Updated

In the month following President Bush's State of the Union address, his allies in Congress have shown little enthusiasm for his proposal to require older people to join HMOs or other private insurance plans in order to gain prescription drug benefits.

In the speech, Bush broached the idea of giving Medicare recipients an option to get government assistance for pharmaceutical costs, saying that "seniors should have the choice of a health care plan that provides prescription drugs."

Immediately afterward, Senate Finance Committee Chairman Charles Grassley, R-Iowa, said he would refuse to "draw lines on drug coverage." Sen. Olympia Snowe, R-Maine, accused Bush of "hampering" efforts by her and other lawmakers to get such benefits for all older Americans. Senior House Republicans expressed only befuddlement.

Since then, White House officials have been reluctant to provide any details.

Lawmakers in both parties remain anxious to pass a Medicare prescription-drug benefit, particularly before the 2004 elections. In 2002, the House passed a $350 billion, 10-year plan that, like Bush's, relied heavily on private insurers — a concept that Democrats vehemently oppose. It died in the then-Democratic-led Senate.

"It's exactly the opposite of what seniors want and need," Senate minority leader Tom Daschle, D-S.D., said recently.
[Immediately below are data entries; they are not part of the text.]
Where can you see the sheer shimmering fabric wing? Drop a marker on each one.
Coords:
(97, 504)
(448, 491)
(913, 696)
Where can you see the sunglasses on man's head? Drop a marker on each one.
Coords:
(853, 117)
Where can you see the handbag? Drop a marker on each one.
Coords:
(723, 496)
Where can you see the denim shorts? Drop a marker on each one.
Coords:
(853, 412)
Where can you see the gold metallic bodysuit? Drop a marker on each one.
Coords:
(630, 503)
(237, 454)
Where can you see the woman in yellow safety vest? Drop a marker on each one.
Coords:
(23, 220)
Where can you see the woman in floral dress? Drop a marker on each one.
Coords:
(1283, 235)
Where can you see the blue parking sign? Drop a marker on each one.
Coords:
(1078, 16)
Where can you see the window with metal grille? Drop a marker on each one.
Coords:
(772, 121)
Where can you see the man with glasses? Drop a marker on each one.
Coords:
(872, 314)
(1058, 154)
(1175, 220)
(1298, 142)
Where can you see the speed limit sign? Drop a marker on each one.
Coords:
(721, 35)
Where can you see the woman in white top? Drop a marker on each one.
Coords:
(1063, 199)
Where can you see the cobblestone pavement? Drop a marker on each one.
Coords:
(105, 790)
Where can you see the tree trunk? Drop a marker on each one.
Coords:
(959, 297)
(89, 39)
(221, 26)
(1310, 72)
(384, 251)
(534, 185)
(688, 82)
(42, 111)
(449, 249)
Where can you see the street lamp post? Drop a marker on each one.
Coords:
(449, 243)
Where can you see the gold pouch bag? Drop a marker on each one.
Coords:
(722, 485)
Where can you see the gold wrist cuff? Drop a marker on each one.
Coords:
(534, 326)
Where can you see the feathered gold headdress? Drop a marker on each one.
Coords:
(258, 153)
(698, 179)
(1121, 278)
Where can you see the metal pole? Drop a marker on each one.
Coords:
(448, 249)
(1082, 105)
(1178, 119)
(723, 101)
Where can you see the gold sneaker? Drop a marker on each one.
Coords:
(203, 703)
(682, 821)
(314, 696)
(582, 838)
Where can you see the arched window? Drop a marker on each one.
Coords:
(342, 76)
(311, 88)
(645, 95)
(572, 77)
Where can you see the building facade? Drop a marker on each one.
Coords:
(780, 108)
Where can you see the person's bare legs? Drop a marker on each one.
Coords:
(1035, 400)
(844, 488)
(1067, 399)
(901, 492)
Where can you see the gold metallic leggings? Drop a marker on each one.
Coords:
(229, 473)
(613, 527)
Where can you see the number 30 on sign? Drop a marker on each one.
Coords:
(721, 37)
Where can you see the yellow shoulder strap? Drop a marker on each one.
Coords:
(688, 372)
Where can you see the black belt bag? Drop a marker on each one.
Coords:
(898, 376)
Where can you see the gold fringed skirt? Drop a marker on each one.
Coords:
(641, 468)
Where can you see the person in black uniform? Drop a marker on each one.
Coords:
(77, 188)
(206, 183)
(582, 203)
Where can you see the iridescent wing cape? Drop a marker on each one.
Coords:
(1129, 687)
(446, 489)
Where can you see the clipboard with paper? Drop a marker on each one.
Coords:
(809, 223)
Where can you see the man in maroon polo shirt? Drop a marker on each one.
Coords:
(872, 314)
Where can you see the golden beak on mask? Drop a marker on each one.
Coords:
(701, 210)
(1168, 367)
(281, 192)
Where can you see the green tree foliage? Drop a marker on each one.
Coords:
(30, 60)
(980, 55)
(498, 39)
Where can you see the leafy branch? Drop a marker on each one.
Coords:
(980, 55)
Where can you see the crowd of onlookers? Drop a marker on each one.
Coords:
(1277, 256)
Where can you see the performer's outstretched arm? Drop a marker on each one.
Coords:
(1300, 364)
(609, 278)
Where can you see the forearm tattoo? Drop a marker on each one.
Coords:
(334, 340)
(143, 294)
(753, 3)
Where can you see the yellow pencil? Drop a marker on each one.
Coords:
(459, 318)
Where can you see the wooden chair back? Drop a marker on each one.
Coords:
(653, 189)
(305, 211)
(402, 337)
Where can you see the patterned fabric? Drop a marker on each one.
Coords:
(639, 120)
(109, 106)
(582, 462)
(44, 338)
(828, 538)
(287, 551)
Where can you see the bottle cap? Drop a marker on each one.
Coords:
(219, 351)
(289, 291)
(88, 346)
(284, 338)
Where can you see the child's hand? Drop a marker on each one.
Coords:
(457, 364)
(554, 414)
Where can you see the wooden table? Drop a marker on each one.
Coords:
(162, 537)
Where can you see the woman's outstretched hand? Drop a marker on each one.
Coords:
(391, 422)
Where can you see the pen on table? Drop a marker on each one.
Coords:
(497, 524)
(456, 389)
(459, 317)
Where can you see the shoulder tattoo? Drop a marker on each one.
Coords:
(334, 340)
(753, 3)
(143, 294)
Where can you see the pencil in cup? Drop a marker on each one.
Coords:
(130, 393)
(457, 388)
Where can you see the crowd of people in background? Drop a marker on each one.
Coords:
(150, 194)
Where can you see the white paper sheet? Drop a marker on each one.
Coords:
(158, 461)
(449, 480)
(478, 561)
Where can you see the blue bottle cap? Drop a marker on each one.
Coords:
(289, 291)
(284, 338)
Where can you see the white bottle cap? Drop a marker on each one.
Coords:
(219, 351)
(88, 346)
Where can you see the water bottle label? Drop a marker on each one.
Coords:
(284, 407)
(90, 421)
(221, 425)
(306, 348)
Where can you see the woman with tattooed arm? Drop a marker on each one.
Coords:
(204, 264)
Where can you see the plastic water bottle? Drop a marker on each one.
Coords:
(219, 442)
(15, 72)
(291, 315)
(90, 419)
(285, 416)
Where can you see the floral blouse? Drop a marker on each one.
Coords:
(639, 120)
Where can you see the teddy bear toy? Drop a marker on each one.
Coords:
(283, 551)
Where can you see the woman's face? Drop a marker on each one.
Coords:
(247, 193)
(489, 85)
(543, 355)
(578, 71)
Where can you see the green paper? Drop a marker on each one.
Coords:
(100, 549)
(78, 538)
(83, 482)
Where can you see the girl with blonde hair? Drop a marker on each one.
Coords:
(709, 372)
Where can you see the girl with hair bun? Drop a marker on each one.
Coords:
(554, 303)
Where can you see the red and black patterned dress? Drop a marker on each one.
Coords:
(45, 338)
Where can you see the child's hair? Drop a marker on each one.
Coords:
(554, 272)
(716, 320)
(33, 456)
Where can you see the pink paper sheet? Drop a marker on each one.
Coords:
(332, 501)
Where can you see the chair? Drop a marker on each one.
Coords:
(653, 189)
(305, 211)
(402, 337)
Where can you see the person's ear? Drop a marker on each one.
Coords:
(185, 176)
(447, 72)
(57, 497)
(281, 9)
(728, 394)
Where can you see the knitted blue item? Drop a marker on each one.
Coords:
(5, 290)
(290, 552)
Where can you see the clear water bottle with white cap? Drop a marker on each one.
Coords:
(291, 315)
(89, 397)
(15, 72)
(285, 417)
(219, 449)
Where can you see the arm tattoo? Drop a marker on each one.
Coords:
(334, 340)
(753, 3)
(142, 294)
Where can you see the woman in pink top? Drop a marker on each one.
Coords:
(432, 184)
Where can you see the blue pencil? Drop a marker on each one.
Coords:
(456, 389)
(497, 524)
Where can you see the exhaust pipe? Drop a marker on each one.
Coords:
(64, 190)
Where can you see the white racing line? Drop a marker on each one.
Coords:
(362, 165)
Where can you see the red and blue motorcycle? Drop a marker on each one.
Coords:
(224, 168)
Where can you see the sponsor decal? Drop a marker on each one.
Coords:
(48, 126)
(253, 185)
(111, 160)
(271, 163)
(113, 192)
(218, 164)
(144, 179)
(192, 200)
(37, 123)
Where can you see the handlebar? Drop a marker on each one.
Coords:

Medicare's HMO program signed up many older people when it began in 1999 because it offered enhanced benefits such as drug, dental and hearing coverage, which were not covered by traditional Medicare.

Since then, many managed-care plans have fled high-risk areas and abandoned beneficiaries, complaining about low profits and rising health-care costs. Just this year, 33 health plans withdrew from the Medicare program or reduced their service, dropping coverage for nearly 200,000 people.

Between 1999 and 2001, nearly half the HMOs participating in the program withdrew or scaled back their services, affecting some 1.6 million Medicare recipients, according to a study last year by Mathematica Policy Research, Inc.

About 5 million of Medicare's 40 million beneficiaries are still enrolled in the HMO program.

Karen Ignani, president of the American Association of Health Plans, said the private plans were having difficulties because the "funding formula hasn't kept pace with the increase of health-care costs."

"Plans have been forced out because Congress hasn't done its part to fix the formula glitch," Ignani said. "Only in Washington do entities get underfunded and then get blamed."

The Associated Press contributed to this report.